Sıvı ya da katı yağların yüksek derecelerde ortaya çıkardığı kanserojen maddeler vücutta organlara kademeli olarak zarar veriyor. Bu zarar ise sadece kalp ve damar sağlığıyla sınırlı kalmıyor.
Beslenme alışkanlıkları ile kronik hastalıklar arasında ciddi bir bağın olduğunu biliyoruz. Bu nedenle sağlıklı beslenme kavramı içinde en çok bahsetmemiz gereken ana konunun da sağlıklı pişirme yöntemlerini mutfağımızda uygulamamız gerektiğini olmalı. Bu konuda en riskli besin grubu olarak yağlar karşımıza çıkıyor. Sıvı veya katı formdaki yüksek derecelerde kızartmak veya ısıtmak yağın kendi dokusunda pişirmeye bağlı olarak peroksitler, aldehitler, ketonlar ve polimerler gibi oksidasyon ürünlerinin oluştuğu gözlendi. Bu ürünlerin özellikle doymamış çift bağı fazla olan yağ çeşitlerinde mesela mısır özü yağı ve ayçiçeği yağında daha fazla oluşup dokularda da toksik etki yarattığı belirlendi. Bu toksik maddelerin karaciğer ve böbrekte doku hasarına neden olduğu, hücrelere zarar verdiği, kalbe giden damarlarda bozulmaların en önemli sorumlusu olduğu kanıtlandı.
Böbrekler için büyük risk
İngiltere’nin Oxford Üniversitesi yağda kızartılan yiyeceklerle 3 ay beslenen 100 gönüllünün karaciğer doku örneklerinde hücresel bozluma, yağlanma ve karaciğerde hasar gözlemlendi.
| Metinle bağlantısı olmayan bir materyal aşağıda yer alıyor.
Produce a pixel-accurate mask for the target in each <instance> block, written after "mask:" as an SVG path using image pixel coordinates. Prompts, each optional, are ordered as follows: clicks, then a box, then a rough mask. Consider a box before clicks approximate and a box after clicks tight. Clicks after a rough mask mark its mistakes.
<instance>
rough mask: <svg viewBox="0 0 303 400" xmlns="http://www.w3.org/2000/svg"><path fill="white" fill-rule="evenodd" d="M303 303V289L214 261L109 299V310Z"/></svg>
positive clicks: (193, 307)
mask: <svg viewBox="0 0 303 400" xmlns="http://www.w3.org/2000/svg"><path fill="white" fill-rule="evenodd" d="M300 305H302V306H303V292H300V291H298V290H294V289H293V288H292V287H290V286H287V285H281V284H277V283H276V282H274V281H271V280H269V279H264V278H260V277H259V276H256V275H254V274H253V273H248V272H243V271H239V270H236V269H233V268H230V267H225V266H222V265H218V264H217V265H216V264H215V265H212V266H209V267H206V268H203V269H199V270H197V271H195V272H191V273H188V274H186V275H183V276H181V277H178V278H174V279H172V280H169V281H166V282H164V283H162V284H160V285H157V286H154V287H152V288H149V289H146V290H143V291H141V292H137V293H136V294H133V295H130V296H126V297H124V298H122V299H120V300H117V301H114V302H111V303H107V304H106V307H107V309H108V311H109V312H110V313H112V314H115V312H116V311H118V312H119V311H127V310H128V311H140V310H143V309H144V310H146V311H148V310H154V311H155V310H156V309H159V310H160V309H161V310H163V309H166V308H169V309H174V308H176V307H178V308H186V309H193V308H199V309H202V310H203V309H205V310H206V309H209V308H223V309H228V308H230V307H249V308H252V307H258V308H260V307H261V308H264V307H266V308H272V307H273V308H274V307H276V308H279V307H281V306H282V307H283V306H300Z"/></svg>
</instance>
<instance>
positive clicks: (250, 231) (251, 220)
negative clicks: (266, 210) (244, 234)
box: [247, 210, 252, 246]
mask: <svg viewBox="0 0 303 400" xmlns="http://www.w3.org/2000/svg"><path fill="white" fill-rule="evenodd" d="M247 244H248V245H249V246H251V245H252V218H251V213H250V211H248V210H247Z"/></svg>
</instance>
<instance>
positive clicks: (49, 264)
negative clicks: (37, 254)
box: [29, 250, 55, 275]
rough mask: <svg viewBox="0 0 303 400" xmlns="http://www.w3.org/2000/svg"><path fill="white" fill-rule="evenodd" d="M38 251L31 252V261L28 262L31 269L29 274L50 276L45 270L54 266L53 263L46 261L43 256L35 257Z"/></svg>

Tüm gönüllü deneklerin kandaki iyi huylu kolesterol düzeyleri çok düşmüş ve kalp hastalıkları riski ortaya çıktı. Böbreklerde ise 3 aylık kısa bir sürede dokusal değişiklik ve normal ağırlığın arttığı saptandı. Ekip, özellikle kırmızı etlerin, kanser riskini çok arttırdığı bildirdi. Bu yüzden kızartmalardan mümkün olduğunca kaçınmak sağlığınız açısından atacağınız en iyi adım olacaktır.